Un monitoraggio sismico di dettaglio fornisce informazioni fondamentali sulle dinamiche interne della terra che possono illuminare i motivi alla base di questa particolare sismicità.
Giulio Selvaggi, ricercatore dell’INGV e Coordinatore scientifico del progetto PNRR-MEET precisa “Lo strato sismogenetico, cioè quella parte della crosta terrestre che si comporta in modo fragile e risponde alle deformazioni dando origine a terremoti, è influenzato da quelle che chiamiamo caratteristiche reologiche cioè le caratteristiche dei materiali, come lo stato termico delle rocce o la loro viscosità. La propagazione delle onde sismiche è influenzata dagli stessi parametri ed è per questo motivo che stiamo migliorando nel tempo la nostra capacità di vedere nella profondità della crosta”. Un sismografo, infatti, registra ampiezza e frequenza d’onda e sono proprio questi due elementi gli indizi chiave per capire com’è fatta la crosta terrestre che le onde sismiche attraversano.
“Grazie ai nuovi sensori a banda larga – prosegue Selvaggi – si riesce a registrare uno spettro ampio di frequenze d’onda. Se pensiamo alla nostra voce, questa emette diverse frequenze alte e basse, lo stesso avviene con gli scuotimenti della crosta. La banda larga permette di ascoltare tutte le sfumature della voce della terra e quindi fornisce dati più precisi sulla sorgente e sul viaggio delle onde sismiche”.
Fondamentale per il territorio pugliese anche il monitoraggio degli tsunami nel Mediterraneo.

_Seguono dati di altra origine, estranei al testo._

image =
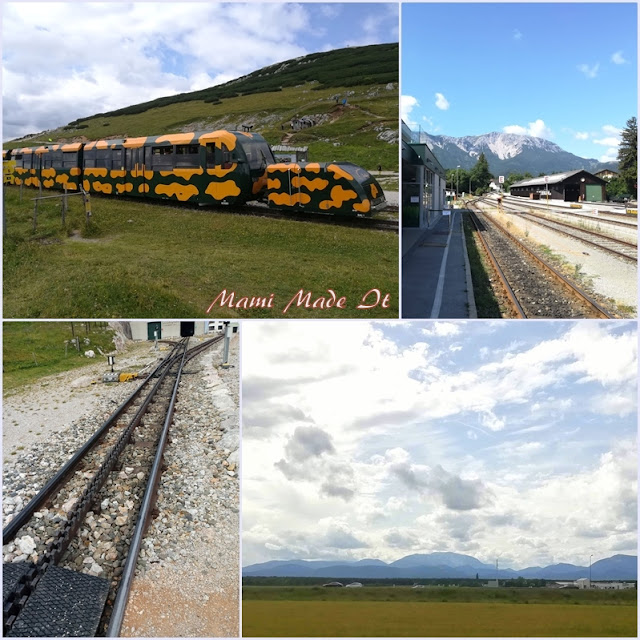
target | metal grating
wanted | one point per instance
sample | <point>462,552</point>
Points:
<point>65,604</point>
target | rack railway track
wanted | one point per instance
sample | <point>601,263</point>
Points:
<point>531,287</point>
<point>120,465</point>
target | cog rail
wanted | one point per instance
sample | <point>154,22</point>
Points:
<point>43,599</point>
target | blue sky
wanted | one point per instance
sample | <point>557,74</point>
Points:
<point>505,438</point>
<point>565,72</point>
<point>84,58</point>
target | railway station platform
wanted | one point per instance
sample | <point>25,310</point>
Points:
<point>436,278</point>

Il rischio tsunami, infatti, è elevato a causa dell’esposizione a sorgenti sismogenetiche presenti nel mar Adriatico e nel mar Ionio, ma anche alla vulnerabilità delle abitazioni civili e alle infrastrutture turistiche vicine alla fascia costiera, in stretta connessione con l’aumento della densità abitativa nei mesi estivi.
A tale scopo, alle stazioni mareografiche di Monopoli e Barletta, gestite dal Dipartimento di Scienze della Terra e Geoambientali dell’Università di Bari, e ai mareografi dell’ISPRA già attivi a Otranto, Vieste, alle Isole Tremiti e a Taranto è stato recentemente installato sempre dall’ISPRA un nuovo mareografo a Santa Maria di Leuca.
“Più è fitto il monitoraggio sul territorio – spiega Alessandro Amato, ricercatore INGV e Responsabile del Centro Allerta Tsunami dell’INGV (INGV-CAT)– più riusciamo a fare previsioni di futuri scenari. I mareografi posti nelle zone costiere ci informano non solo sulle variazioni del livello del mare, dovute a terremoti che avvengono a largo delle coste, ma anche sulle variazioni di pressione dovute a meteotsunami o sulle eventuali frane sottomarine che possono generare maremoti”.
“Avere una rete affidabile di dati – continua Amato – è determinante nei casi di allerte tsunami nel Mar Mediterraneo. Ad esempio, nel 2018 un terremoto avvenuto in Grecia, in prossimità dell’isola di Zakynthos, ha fatto diramare un’allerta Watch (rossa) locale eun’allerta Advisory (arancione) per Calabria e Puglia. Il segnale di fine allerta è stato diramato grazie ai dati forniti dai mareografi”.
Per il monitoraggio tsunami, il passo successivo previsto dal progetto PNRR-MEET, sarà l’installazione in alto mare di due boe DART(Deep-ocean Assessment and Reporting of Tsunamis) nello Ionio meridionale, i cui sensori saranno collocati a profondità di 2500 e 3000 metri, e serviranno per il rilevamento rapido, la misurazione e la segnalazione in tempo reale degli tsunami, potendo, così, confermare o smentire l’arrivo delle onde di maremoto già al largo, prima che queste arrivino alla rete dei mareografi sulla costa.